A few takeaways from the 2020 Cambridge cryptoasset study: 101M users, 39% renewable energy, and the rise of stablecoins

Here’s the full report.

Below are some of my takeaways, along with excerpts and charts.

Anything in bold is my writing, and everything else is copied verbatim from the PDF.

1. There are approximately 101M “cryptoasset users”

An updated estimate of the number of cryptoasset users indicates a total of up to 101 million unique users across 191 million accounts opened at service providers in Q3 2020.

Service providers operating from North America and Europe generally report higher user activity, with the median firm indicating that 40% of total users are considered active.

2. Two trends in mining are a) renewable energy and b) financialization of hashpower

Only 23% of the surveyed hashers report receiving support from governments. This aid primarily takes the form of locally-focused support, such as electricity price subsidy for users within a region. 38% of surveyed hashers who receive government support operate in China, followed by Kazakh (19%) and Canadian (12%) hashers.

Hydropower is listed as the number one source of energy, with 62% of surveyed hashers indicating that their mining operations are powered by hydroelectric energy. Other types of clean energies (e.g. wind and solar) rank further down, behind coal and natural gas, which respectively account for 38% and 36% of respondents’ power sources.

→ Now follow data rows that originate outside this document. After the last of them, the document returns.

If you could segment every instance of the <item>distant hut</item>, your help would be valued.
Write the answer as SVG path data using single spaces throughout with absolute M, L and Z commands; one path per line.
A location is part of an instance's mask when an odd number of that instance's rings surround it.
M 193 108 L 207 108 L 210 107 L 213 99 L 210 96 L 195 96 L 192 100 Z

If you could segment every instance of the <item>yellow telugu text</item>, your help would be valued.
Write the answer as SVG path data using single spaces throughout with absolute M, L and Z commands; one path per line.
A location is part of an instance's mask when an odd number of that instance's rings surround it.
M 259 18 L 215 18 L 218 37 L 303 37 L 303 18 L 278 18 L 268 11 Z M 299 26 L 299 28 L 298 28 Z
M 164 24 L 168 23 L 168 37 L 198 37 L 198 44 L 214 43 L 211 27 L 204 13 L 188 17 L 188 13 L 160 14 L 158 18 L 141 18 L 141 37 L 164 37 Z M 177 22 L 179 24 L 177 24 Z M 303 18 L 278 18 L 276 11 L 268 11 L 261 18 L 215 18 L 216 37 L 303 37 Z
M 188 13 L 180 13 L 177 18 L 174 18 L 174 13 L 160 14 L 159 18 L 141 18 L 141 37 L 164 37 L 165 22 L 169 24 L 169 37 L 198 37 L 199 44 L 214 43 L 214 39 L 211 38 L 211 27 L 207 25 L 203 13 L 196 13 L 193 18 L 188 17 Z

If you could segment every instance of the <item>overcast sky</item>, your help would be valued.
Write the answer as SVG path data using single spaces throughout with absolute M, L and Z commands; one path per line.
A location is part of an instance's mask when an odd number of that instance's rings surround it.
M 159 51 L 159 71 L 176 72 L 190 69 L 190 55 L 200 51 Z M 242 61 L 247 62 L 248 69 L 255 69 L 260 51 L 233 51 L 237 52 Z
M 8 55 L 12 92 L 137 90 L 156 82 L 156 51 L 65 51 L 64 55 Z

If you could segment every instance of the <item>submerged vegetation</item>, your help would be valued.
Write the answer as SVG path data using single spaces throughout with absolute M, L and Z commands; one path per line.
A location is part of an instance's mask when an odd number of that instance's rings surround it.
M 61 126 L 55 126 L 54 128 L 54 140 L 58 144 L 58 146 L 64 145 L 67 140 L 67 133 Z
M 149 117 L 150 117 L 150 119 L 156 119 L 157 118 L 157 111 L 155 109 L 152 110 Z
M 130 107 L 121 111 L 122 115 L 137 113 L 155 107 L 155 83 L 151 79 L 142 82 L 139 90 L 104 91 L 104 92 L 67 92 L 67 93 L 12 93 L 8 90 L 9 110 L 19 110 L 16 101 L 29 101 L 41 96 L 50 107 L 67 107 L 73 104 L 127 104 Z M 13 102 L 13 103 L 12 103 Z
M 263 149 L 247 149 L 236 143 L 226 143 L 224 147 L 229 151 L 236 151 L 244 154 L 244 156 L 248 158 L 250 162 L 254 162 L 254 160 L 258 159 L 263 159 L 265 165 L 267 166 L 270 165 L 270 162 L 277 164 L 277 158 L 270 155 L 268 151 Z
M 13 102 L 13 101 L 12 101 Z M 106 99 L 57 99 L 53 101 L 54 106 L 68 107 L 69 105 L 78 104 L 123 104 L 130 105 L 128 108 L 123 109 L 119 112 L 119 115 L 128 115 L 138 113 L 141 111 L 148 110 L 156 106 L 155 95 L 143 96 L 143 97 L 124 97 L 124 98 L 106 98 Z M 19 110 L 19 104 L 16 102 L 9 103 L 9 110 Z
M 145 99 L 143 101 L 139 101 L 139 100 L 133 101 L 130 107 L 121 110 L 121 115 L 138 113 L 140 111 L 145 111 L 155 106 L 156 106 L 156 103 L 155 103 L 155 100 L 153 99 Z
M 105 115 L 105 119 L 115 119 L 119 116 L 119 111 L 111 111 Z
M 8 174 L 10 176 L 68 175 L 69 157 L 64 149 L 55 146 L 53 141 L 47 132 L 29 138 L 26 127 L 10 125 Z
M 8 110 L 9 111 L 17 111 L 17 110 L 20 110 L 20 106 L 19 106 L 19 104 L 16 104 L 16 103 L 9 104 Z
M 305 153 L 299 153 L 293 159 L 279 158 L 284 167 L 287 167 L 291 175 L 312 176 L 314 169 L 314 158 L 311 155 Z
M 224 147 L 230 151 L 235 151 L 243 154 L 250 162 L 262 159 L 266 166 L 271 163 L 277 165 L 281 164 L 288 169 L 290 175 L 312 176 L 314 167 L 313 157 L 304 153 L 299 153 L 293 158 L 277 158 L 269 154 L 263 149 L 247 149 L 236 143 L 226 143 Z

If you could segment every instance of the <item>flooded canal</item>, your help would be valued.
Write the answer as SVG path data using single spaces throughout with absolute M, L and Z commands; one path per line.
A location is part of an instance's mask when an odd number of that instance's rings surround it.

Faced with increased competition and tight profit margins, miners with access to sophisticated financial products, such as hashrate or cryptoasset derivatives, have begun using them to hedge their risks (between 12% to 14% of all miners). This is paving the way for the financialisation of mining.

3. Institutional involvement is growing, and is more common in North America and Europe

A deeper analysis of the type of business and institutional clients reveals that, globally, cryptoasset service providers primarily serve cryptoasset hedge funds (37%), online merchants (30%), and miners (27%)

A considerable share of APAC companies serves miners (41%), in part explained by the high level of mining activities in the region, especially in China. Miners use their services to liquidate their coin inventory for national fiat currencies and cover fiat-based expenditures. Evidence from the study of miners’ hedging strategies also reveal that a growing number of miners rely on service providers to collateralise their coins (i.e. through loans) and unlock additional funds.

4. The industry is increasingly regulated, and increasingly resembles tradfi

The share of cryptoasset-only companies that did not conduct any KYC checks at all dropped from 48% to 13% between 2018 and 2020, most likely resulting from the progressive harmonisation of KYC/AML standards across jurisdictions

A decoupling of duties, such as between custody, clearing and settlement responsibilities, appears to be underway and may lead to greater resemblance with traditional financial market infrastructure.

…of surveyed entities, 22% have been incorporated in a country different from where their operational headquarters are based, and up to 15% in a different region. For these companies, top countries for incorporation include Switzerland, British Virgin Islands, the UK, and the Republic of Seychelles.

5. And some miscellany

Unsurprisingly, the older the company, the more likely it is to be profitable. 80% of firms aged 7 years old or older report having earned profits in 2019, compared to 60% for the 3-4 years old age group and 64% for firms that are 5-6 years old.

Stablecoins, both asset-backed and algorithmic, are also becoming more available, with Tether support growing from 4% to 32% of service providers and all non-Tether stablecoins growing from 11% to 55%. […] Among exchanges alone, the number of exchanges offering at least one stablecoin increased from 11% to almost half (48%) of the same. In June 2020 more value was transacted using stablecoins than Bitcoin for the first time.

APAC exchanges offer considerably greater leverage to users allowing for the chance of greater gain (or loss) for speculative investors. In our survey, 55% of surveyed exchanges offering leverage to users are headquartered in APAC, followed by 30% out of Europe.

Postscript

Here are my notes from a great episode of The New Money Review, featuring the Cambridge survey team research lead Apolline Blandin:

  • there were 250 survey responses, including more Chinese companies this time
  • still lacking data from MidEast and Africa
  • Coinshares reports miners’ renewables share at 70%, but this is due to discrepancies in measurement, eg, Coinshares report weights Sichuan hashrate much higher than Cambridge
  • Chinese miners still have significant advantage in hardware prices (50-100% lower), factors include tariffs and shipping costs
  • Miner subsidies in China are local government subsidies and not from Beijing / central govt; the 3 countries with most government subsidies of crypto mining are China, Kazakhstan, and Canada
  • In 2017, Cambridge estimated ~35m users, this probably undershot at the time because they only report KYC users, and there were fewer exchanges KYC-ing users in 2017
  • OTC volume is probably 2-3x on-exchange trade volume

End postscript.

The Cambridge survey is just amazing work, and I look forward to the 4th edition!